Silly Solos Aren’t That Silly
“A lot of our best solos are kind of silly, and we constantly try to ‘out-silly’ one another. We improvise as we’re doing them. I’ll go in with sort of an idea, but you want a solo to sound like it’s the first time you’ve played it. Josh will go, ‘Troy, you take this one. Dean, you take that one. I’ll take this one.’ Josh plays a solo in ‘Feet Don’t Fail Me’ that’s amazing. He pulled it out of thin air, and it sounded so funky and funny. On ‘Head Like a Haunted House,’ Dean does a solo that’s completely nutty. He just flicks things out and they’re great.”

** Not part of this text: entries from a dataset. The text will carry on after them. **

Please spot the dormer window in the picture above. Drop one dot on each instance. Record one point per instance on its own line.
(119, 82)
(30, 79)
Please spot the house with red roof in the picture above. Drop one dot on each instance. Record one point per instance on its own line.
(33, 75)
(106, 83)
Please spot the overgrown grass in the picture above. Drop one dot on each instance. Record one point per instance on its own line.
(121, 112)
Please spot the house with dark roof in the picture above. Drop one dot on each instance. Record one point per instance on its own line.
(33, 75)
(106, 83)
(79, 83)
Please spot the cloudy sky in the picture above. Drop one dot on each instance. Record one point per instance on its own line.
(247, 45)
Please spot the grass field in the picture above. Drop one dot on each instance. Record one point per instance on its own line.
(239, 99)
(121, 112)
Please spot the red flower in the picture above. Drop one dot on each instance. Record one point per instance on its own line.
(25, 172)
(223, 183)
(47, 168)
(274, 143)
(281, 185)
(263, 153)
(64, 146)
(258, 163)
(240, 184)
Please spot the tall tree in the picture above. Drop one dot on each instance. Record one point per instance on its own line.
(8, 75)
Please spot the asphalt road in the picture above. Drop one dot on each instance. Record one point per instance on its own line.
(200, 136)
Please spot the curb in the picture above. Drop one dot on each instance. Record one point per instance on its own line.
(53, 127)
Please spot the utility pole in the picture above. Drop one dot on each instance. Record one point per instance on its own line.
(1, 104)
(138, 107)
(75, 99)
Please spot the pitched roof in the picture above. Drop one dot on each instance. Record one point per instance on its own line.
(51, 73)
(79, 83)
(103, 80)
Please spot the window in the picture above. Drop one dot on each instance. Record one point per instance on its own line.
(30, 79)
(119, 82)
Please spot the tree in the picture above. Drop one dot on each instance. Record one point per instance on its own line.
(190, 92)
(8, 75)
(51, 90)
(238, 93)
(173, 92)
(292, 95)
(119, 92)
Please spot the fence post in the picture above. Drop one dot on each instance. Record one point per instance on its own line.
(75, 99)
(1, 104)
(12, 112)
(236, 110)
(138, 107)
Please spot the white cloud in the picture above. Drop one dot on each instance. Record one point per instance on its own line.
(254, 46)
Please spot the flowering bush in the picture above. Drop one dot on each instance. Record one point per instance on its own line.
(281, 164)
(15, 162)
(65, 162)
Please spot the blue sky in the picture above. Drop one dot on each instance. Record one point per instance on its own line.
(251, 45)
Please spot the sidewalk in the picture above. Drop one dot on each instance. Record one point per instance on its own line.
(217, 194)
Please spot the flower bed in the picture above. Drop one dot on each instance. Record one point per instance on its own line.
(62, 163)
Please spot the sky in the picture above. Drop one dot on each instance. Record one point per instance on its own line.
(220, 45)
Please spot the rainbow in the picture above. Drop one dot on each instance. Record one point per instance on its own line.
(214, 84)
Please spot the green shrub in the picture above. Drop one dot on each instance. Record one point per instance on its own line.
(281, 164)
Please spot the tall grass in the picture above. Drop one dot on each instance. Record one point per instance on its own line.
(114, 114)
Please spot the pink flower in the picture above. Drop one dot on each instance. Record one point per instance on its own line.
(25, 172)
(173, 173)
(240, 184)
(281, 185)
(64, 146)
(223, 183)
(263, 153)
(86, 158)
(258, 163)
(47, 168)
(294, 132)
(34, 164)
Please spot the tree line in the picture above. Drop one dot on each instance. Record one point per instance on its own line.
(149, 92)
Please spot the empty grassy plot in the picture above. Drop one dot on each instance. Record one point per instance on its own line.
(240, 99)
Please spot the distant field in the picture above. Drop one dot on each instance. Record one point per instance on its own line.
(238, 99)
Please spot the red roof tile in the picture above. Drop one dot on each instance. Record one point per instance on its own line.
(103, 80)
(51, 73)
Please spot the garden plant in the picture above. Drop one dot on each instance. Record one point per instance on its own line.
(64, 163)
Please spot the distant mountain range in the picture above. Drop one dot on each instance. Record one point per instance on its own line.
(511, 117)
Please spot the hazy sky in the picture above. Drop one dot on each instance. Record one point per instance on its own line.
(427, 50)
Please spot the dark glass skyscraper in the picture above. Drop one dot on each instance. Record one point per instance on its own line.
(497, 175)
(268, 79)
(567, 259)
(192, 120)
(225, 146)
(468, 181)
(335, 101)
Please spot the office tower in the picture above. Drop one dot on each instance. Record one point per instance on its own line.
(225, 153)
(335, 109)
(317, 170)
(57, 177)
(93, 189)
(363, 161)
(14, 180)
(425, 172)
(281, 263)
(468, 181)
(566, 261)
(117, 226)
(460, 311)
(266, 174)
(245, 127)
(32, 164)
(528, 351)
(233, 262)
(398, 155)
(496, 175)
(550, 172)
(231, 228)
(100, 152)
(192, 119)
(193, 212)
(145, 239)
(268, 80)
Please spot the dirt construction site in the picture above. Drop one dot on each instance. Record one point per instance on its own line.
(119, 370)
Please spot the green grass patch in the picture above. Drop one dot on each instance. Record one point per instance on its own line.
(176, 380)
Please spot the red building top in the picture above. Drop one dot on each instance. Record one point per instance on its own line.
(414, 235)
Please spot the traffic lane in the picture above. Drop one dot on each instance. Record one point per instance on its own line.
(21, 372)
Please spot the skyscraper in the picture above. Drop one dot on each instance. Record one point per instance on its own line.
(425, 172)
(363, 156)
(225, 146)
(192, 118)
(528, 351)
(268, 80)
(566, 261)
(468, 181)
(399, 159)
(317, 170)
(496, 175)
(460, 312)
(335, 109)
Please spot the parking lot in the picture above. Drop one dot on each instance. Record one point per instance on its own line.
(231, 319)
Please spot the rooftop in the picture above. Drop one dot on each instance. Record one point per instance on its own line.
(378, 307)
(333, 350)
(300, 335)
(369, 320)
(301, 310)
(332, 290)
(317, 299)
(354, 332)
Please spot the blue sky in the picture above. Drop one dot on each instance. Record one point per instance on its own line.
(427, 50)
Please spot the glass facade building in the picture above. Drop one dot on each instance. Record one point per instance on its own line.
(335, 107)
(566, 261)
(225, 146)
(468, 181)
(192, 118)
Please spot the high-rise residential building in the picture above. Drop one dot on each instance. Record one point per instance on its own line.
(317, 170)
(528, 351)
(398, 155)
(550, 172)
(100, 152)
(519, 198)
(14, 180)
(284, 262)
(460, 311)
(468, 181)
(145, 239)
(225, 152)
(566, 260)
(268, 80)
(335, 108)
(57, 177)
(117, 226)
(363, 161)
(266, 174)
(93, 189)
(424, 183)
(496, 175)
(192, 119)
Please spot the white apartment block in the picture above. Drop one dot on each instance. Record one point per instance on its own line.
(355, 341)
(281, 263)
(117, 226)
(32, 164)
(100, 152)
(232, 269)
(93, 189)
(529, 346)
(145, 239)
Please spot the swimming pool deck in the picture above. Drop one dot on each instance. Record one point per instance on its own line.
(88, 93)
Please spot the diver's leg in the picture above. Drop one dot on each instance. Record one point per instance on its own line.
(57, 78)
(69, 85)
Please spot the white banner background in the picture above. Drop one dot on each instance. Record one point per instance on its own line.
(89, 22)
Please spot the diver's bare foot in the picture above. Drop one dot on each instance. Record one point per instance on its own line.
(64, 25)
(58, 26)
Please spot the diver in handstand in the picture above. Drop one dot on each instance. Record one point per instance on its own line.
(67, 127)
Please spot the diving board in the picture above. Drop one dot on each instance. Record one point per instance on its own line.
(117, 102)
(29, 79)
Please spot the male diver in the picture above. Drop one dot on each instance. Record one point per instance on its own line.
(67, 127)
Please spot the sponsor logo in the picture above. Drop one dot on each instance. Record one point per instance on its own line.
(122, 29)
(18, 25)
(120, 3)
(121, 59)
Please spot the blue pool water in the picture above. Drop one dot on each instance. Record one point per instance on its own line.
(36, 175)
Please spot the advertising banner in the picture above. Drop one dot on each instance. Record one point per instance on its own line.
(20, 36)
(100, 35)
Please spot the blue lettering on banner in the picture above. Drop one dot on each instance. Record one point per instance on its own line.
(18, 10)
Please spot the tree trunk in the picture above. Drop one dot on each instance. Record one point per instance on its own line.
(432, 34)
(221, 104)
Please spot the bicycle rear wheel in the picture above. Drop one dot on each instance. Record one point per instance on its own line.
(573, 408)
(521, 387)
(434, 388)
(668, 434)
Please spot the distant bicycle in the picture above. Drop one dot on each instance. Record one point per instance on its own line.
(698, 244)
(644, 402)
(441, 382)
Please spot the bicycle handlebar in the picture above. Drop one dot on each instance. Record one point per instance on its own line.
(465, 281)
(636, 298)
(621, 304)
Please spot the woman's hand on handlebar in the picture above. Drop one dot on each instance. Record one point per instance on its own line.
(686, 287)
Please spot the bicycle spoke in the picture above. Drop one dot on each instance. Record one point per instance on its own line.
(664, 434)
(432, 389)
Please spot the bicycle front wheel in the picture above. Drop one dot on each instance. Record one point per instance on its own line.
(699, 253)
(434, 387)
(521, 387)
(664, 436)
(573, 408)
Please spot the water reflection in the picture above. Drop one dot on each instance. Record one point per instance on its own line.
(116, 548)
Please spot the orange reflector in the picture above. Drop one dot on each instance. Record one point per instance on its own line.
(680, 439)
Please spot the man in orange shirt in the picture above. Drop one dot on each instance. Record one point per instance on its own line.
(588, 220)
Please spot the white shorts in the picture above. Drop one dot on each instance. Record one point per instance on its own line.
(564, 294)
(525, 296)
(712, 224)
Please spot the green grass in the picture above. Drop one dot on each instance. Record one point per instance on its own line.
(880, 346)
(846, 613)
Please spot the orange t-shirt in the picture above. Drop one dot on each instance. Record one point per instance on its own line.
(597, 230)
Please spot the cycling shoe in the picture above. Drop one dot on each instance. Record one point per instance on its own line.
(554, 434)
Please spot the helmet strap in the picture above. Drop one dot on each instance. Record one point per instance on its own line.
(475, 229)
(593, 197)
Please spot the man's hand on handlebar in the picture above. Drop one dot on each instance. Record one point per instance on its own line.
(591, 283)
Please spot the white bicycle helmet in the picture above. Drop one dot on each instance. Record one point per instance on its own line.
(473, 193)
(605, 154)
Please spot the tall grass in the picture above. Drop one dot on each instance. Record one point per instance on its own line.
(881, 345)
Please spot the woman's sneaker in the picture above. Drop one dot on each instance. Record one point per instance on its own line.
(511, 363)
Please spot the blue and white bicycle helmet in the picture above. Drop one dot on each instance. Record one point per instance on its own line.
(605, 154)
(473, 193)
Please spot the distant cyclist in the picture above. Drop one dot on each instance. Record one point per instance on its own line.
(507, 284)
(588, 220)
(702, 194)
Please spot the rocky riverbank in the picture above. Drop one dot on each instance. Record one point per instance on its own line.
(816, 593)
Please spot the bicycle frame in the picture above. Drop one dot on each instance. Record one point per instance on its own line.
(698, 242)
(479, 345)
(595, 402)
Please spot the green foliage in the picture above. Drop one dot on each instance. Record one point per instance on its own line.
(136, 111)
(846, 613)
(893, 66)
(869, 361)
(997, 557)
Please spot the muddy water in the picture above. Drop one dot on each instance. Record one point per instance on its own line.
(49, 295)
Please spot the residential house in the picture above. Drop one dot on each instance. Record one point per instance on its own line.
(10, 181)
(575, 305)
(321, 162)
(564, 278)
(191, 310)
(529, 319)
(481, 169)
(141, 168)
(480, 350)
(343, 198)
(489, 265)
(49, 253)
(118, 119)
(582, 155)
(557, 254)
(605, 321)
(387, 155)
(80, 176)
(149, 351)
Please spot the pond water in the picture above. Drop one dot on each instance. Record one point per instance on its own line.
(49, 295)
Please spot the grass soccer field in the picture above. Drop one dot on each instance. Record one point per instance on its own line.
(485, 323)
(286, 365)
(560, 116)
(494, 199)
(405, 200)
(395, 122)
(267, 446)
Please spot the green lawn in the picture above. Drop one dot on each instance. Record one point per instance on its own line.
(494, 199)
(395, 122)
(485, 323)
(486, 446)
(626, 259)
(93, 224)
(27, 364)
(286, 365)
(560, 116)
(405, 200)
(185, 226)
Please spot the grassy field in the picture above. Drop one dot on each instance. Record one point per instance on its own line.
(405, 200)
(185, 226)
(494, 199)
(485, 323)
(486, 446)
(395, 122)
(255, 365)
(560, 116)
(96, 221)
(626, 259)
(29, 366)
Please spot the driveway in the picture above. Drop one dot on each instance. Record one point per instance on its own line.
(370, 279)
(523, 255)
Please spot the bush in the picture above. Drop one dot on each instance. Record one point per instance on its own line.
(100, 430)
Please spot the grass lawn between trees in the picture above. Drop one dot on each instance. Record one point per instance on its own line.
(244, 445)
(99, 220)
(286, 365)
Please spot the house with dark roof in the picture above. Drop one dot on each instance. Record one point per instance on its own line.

It’s All at Your Fingertips
“There aren’t a lot of effects on the record. That isn’t to say I didn’t try some effects, but what ended up on the record were the tracks without so many pedals. There are even direct guitars that were distorted at the mic preamp. If doing direct doesn’t amplify what your fingers do, I don’t know what else will! Our sound has progressed in that it’s less about the gear, and more about your fingers and your intention. For me, it’s all about getting the right balance of clarity and ambience.”